Yuhei Kobayashi, from New York Presbyterian Brooklyn Methodist Hospital and Weill Cornell Medical College, New York, presented these results on behalf of the FAME 3 investigators at the Transcatheter Therapeutics (TCT) Conference 2022 in Boston. The results were reported in a manuscript that was simultaneously published online in Circulation: Cardiovascular Interventions.
The recently published FAME 3 trial, was a multicenter, international, randomized study that compared outcomes of multivessel coronary artery disease with FFR-driven PCI vs. CABG. CABG proved to have better outcomes; however, many patients will continue to have multivessel PCI for a number of different reasons.
Currently, FFR is mostly utilized to determine the physiological significance of a lesion prior to intervention, but post -CI FFR may also provide prognostic value, and perhaps indicate the need for further optimization. The prognostic value of measuring post-PCI FFR after DES implantation in patients with complex 3-vessel CAD is unknown. Further, the impact of intravascular imaging (IVUS/OCT) is also poorly defined in this setting
The investigators performed a post hoc analysis of the FAME 3 trial using univariate analysis to measure the relationship of post-PCI FFR to a primary outcome of TVF, defined as a composite of cardiac death, target vessel myocardial infarction (TVMI) and target vessel revascularization (TVR) at 1 year. Chronic and acute coronary syndromes were included, but recent ST-elevation myocardial infarction, cardiogenic shock and severe left ventricular function were excluded. A vessel-level (lowest target vessel FFR) and patient-level (lowest post-FFR value in any vessel) analysis was performed.

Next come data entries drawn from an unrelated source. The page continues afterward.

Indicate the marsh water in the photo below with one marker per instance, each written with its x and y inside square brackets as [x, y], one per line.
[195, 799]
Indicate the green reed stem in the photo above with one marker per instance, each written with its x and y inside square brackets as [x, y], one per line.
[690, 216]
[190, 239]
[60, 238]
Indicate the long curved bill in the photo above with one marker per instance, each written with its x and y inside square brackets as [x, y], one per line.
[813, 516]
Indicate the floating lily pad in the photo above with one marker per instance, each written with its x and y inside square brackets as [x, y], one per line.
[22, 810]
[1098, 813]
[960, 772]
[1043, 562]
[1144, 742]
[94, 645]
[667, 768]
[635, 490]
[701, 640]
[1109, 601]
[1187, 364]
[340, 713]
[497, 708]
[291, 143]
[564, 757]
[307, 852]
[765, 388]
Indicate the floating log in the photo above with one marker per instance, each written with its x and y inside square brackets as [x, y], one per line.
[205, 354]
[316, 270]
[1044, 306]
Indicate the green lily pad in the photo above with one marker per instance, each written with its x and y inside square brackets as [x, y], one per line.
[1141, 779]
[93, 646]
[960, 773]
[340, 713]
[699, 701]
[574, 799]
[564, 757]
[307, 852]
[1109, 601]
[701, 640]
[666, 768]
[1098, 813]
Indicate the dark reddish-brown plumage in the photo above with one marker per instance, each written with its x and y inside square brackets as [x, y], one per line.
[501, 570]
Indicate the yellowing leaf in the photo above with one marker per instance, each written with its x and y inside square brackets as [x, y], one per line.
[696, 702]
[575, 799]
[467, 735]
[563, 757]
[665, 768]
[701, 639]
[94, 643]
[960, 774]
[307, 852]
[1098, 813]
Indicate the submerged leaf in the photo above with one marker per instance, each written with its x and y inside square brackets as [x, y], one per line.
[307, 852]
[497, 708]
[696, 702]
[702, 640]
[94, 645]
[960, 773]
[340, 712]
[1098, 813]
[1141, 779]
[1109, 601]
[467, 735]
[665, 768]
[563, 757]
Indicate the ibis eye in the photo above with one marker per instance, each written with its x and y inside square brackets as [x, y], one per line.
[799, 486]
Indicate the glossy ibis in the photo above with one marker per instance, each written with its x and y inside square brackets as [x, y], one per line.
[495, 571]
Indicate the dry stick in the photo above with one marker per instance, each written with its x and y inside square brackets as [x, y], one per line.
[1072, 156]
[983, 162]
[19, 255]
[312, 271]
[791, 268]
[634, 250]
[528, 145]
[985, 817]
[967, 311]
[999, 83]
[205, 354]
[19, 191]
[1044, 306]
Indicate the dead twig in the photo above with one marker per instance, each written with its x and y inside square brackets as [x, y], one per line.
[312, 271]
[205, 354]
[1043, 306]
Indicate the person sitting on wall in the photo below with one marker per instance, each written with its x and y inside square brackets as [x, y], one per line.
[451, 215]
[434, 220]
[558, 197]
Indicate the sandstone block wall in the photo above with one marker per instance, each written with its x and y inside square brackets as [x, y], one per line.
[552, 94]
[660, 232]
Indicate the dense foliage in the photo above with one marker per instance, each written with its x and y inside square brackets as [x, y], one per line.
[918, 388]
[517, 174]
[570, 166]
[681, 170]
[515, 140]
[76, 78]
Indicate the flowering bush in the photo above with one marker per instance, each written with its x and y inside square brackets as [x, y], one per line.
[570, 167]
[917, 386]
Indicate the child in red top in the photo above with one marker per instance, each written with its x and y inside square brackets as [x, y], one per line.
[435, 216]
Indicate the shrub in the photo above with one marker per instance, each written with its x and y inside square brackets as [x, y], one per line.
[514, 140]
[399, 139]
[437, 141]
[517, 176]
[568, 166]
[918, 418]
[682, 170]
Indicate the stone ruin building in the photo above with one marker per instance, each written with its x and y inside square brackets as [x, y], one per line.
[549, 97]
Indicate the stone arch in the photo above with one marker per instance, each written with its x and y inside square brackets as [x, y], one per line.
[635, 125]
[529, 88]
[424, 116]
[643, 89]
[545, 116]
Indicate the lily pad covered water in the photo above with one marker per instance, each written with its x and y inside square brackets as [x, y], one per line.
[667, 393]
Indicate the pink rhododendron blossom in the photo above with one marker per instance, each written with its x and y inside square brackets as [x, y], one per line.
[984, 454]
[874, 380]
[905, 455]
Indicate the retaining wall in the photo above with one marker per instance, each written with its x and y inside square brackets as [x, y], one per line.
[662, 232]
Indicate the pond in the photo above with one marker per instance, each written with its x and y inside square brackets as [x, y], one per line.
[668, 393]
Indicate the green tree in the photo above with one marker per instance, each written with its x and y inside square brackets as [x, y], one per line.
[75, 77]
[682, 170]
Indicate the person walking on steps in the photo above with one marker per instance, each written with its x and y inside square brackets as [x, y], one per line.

Among 757 patients randomized to PCI, 461 (61%) had post-PCI FFR. The PCI patients’ mean age was 65 years old, more than 80% were male, and more than 90% were white. On a vessel level, a univariate analysis demonstrated post-PCI FFR to be a significant predictor of TVF (hazard ratio [HR] 0.67, 95% confidence interval [CI] 0.48-0.93, for each 0.1-unit increase; p=0.0165). On a patient level, the single lowest post-PCI FFR value was also found to be a significant predictor of TVF (HR 0.65, 95% CI 0.48-0.89, for each 0.1-unit increase; p=0.0074). In multivariate analysis, post-PCI FFR was an independent predictor of TVF. Notably, intravascular imaging guidance did not have an impact on the primary outcome, although imaging was only performed in a small number of patients (11.1%).
When asked whether the study conclusion would have benefited from mandating post PCI FFR in the study rather than using post hoc analysis, William Fearon, MD, of Stanford University, a FAME 3 investigator, replied: “All the previous data had shown the prognostic impact, and I’m still not sure on the patient level data suggest that just identifying one vessel with low FFR has implications. And so it may just be that this is picking up the burden of atherosclerosis, and whether you can correct that by putting in more stents, we will have to wait for DEFINE GPS and other studies looking at that.”
The FAME 3 trial was funded by Medtronic and Abbott Vascular.